The regulation, which came into affect on 22 August, had already been approved for other food products including fresh fruit and vegetables, red meat and poultry, particularly to ward off insects.

The FDA said in a statement that irradiation would not only help control harmful bacteria, but would also improve the shelf-life of leafy greens.

FDA spokesman Sebastian Cianci said that the new ruling would allow produce to be treated with higher dosages than was previously allowed, while still not significantly affecting the nutritional content.

Industry experts have, however, aired their fears that consumers would be unwilling to pay premium prices for irradiated produce.

"The reason I'm not optimistic is that commercial irradiation in ground beef added a cost of about US$0.05 per lb, and it failed because consumers aren't willing to pay a premium for a safe product," Jim Gorny of the University of California's Postharvest Technology Research and Information centre told The Packer. "They expect it to be safe. They ask, 'If I'm not buying irradiated meat, it's not safe?'"

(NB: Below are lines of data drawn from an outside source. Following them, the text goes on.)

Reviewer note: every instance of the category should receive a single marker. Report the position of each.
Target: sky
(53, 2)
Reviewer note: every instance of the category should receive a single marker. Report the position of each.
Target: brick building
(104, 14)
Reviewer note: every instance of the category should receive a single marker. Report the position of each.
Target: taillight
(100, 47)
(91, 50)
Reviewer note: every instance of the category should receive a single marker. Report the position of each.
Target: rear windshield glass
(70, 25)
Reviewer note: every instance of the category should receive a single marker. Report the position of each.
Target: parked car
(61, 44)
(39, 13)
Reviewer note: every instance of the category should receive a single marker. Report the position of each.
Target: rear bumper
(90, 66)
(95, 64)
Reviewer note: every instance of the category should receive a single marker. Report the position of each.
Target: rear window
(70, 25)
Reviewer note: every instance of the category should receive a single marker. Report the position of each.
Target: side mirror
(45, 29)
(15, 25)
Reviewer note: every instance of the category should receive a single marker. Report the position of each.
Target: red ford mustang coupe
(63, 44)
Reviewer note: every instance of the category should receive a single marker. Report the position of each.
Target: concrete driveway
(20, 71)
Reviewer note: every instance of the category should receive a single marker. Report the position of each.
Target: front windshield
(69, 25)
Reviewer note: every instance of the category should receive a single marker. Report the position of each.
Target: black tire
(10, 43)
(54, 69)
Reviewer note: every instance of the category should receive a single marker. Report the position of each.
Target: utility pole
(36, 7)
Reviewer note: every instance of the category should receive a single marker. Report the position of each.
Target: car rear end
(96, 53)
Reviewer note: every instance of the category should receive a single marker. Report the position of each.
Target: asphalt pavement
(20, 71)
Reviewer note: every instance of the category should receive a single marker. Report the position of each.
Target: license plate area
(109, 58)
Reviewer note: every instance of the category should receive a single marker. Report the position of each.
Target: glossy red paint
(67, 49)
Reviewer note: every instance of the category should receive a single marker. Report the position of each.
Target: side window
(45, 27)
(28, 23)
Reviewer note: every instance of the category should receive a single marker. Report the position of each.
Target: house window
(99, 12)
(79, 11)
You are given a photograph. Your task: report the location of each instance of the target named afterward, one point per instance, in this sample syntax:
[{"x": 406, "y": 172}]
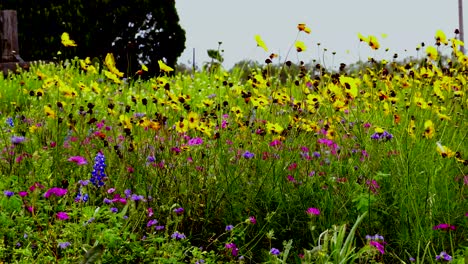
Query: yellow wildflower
[
  {"x": 163, "y": 67},
  {"x": 300, "y": 46},
  {"x": 431, "y": 53},
  {"x": 260, "y": 42},
  {"x": 373, "y": 42},
  {"x": 440, "y": 38},
  {"x": 237, "y": 111},
  {"x": 273, "y": 128},
  {"x": 49, "y": 112},
  {"x": 362, "y": 38},
  {"x": 193, "y": 119},
  {"x": 444, "y": 151},
  {"x": 66, "y": 41},
  {"x": 126, "y": 121},
  {"x": 428, "y": 129},
  {"x": 109, "y": 61}
]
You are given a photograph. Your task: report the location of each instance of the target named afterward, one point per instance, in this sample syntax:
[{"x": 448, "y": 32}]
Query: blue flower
[
  {"x": 443, "y": 256},
  {"x": 178, "y": 236},
  {"x": 98, "y": 174},
  {"x": 64, "y": 245},
  {"x": 8, "y": 193},
  {"x": 274, "y": 251},
  {"x": 9, "y": 122},
  {"x": 384, "y": 136},
  {"x": 248, "y": 155},
  {"x": 17, "y": 140}
]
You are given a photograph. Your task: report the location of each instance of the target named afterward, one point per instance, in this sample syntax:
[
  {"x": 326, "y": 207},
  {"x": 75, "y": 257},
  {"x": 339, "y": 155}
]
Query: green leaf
[{"x": 93, "y": 255}]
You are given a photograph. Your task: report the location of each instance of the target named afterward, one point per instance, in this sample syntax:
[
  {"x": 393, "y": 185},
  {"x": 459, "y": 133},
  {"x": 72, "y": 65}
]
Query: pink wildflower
[
  {"x": 313, "y": 211},
  {"x": 62, "y": 216},
  {"x": 78, "y": 160}
]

Alternatively, some are focusing on the safety rather than commercial aspect of the decision.

“It is yet to be seen if it is practically applicable,” Joe Pezzini, chairman of the California Leafy Green Products Handler Marketing Agreement told the publication. “We have a robust preventative programme through LGMA, which will continue. As we've said all along, as science and technology advances, we will look at all those measures to see how they can be incorporated into ensuring food safety.